Pengertian Penawaran

Diposting pada

Pengertian Penawaran

Dalam hal ini sebenarnya apa sih yang dimaksud dengan penawaran..?? tentu kalian pernah melihat pedagang asongan yang menjajakan dagangannya di mapu merah atau kalian melihat para pedagang yang menjajakan dagangannya di pasar.

Menurut kalian apakah mereka sedang melakukan kegiatan penawaran..?? jadi apakah penawaran itu..?? Dalam ilmu ekonomi, penawaran diartikan sebagai sejumlah barang yang ditawarkan oleh produsen pada berbagai tingkat harga selama periode tertentu.

Baca Juga : Penjelasan Perekonomian Terbuka Beserta Faktornya


Hukum Permintaan dan Hukum Penawaran

Jika semua asumsi diabaikan (ceteris paribus) : Jika harga semakin murah maka permintaan atau pembeli akan semakin banyak dan sebaliknya. Jika harga semakin rendah/murah maka penawaran akan semakin sedikit dan sebaliknya.

Semua terjadi karena semua ingin mencari kepuasan (keuntungan) sebesar-besarnya dari harga yang ada. Apabila harga terlalu tinggi maka pembeli mungkin akan membeli sedikit karena uang yang dimiliki terbatas, namun bagi penjual dengan tingginya harga ia akan mencoba memperbanyak barang yang dijual atau diproduksi agar keuntungan yang didapat semakin besar. Harga yang tinggi juga bisa menyebabkan konsumen/pembeli akan mencari produk lain sebagai pengganti barang yang harganya mahal.


Macam-macam Penawaran

Apabila ditinjau dari jumlah barang yang ditawarkan, penawaran dapat dibedakan menjadi dua macam, yaitu penawaran perorangan dan penawaran kolektif.


  • Penawaran Individu

Penawaran individu adalah jumlah barang yang akan dijual oleh seorang penjual.

Contoh, penawaran jeruk oleh Bu Hani


  • Penawaran Kolektif

Penawaran kolektif disebut juga penawaran pasar. Penawaran kolektif adalah keseluruhan jumlah suatu barang yang ditawarkan oleh penjual di pasar. Penawaran pasar merupakan penjumlahan dari keseluruhan penawaran perorangan.

Baca Juga : Pengertian, Tujuan, Ciri Dan Jenis Prinsip Ekonomi

Contoh, penawaran kolektif yang dilakukan oleh Bu Hani dan pedagang buah jeruk di pasar.


Faktor-Faktor Yang Mempengaruhi Penawaran

Penawaran terhadap suatu barang banyak dipengaruhi oleh berbagai hal, diantaranya ialah sebagai berikut:


  • Harga Barang Itu Sendiri

Apabila harga suatu barang naik, produsen akan menaikkan jumlah barang yang dihasilkannya.
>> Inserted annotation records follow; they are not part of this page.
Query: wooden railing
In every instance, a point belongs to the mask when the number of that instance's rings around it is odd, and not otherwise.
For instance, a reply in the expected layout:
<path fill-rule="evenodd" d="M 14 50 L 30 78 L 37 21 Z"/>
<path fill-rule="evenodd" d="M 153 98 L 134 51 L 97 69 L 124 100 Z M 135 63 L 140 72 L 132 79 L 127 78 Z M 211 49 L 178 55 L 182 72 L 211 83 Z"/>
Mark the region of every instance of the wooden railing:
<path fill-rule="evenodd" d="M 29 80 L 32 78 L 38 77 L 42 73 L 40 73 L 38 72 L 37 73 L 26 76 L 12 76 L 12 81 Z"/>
Hal ini akan membawa kita pada hukum penawaran yang menjelaskan hubungan antara jumlah barang yang ditawarkan dengan harga barang tersebut.


  • Harga Barang Lain Yang Terkait

Harga barang lain yang terkait maksudnya ialah harga barang substitusi dan harga barang komplementer. Apabila harga barang substitusi naik, penawaran suatu barang akan bertambah.
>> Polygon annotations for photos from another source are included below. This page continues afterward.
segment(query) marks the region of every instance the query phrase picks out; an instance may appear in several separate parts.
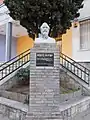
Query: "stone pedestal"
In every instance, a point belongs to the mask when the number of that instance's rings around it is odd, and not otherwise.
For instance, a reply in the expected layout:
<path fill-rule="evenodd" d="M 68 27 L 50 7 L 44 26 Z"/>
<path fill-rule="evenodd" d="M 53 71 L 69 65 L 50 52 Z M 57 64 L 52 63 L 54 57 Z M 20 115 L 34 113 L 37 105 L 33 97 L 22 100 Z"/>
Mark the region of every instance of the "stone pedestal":
<path fill-rule="evenodd" d="M 35 44 L 30 54 L 28 120 L 59 120 L 60 50 L 55 43 Z"/>

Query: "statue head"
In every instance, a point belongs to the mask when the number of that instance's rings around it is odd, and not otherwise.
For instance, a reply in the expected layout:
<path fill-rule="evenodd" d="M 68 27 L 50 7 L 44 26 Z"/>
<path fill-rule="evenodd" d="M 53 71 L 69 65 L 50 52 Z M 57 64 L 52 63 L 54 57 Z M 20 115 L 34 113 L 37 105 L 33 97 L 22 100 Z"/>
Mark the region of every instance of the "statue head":
<path fill-rule="evenodd" d="M 40 27 L 41 35 L 45 37 L 48 37 L 49 30 L 50 30 L 50 27 L 48 26 L 46 22 L 44 22 Z"/>

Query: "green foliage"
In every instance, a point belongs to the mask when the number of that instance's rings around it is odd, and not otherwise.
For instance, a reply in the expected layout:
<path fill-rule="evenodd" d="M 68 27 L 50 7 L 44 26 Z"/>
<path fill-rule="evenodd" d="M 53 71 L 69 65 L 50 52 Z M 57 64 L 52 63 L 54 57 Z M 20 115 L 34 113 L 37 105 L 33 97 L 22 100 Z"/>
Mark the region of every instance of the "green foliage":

Begitu juga sebaliknya, sementara jika harga barang komplementer naik, penawaran akan suatu barang akan berkurang.


  • Harga Faktor Produksi

Pada jumlah anggaran yang tetap, kenikan harga faktor produksi, seperti tingkat upah, harga bahan baku, atau kenaikan tingkat bunga modal akan menyebabkan perusahaan memproduksi output-nya lebih sedikit, hal ini tentu saja menyebabkan penawaran barang tersebut berkurang.


  • Biaya Produksi

Apabila biaya produksi suatu barang naik, perusahaan akan mengurangi produksinya pada tingkat jumlah anggaran yang tetap. Oleh karena itu, menurunnya tingkat produksi ini tentu saja menyebabkan penawaran barang tersebut berkurang.


  • Teknologi Produksi

Adanya kemajuan pada teknologi produksi dapat menyebabkan penurunan biaya produksi dan dapat menciptakan barang-barang baru. Dengan demikian kemajuan teknologi ini dapat mendorong bertambahnya penawaran terhadap suatu barang.
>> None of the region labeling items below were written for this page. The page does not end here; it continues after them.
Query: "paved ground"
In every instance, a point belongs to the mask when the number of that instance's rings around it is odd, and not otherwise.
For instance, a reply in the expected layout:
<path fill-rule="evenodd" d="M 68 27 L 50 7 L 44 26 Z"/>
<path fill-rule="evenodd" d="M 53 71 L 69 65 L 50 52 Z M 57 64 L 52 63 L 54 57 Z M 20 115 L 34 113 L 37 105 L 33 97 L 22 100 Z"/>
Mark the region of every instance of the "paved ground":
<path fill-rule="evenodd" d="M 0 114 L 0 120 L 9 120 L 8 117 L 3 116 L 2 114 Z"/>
Baca Juga :  Pengertian Sistem Ekonomi, Fungsi, Macam Beserta Ciri-Cirinya


  • Jumlah Pedagang Atau Penjual

Apabila jumlah pedagang atau penjual suatu barang semakin banyak, secara otomatis jumlah barang yang ditawarkan pun akan semakin bertambah.


Hukum Penawaran

Sama halnya seperti hukum permintaan, hukum penawaran pun menunjukkan hubungan antara tingkat harga dengan jumlah barang. Hanya saja yang dimaksud dengan jumlah barang disini ialah jumlah barang yang ditawarkan.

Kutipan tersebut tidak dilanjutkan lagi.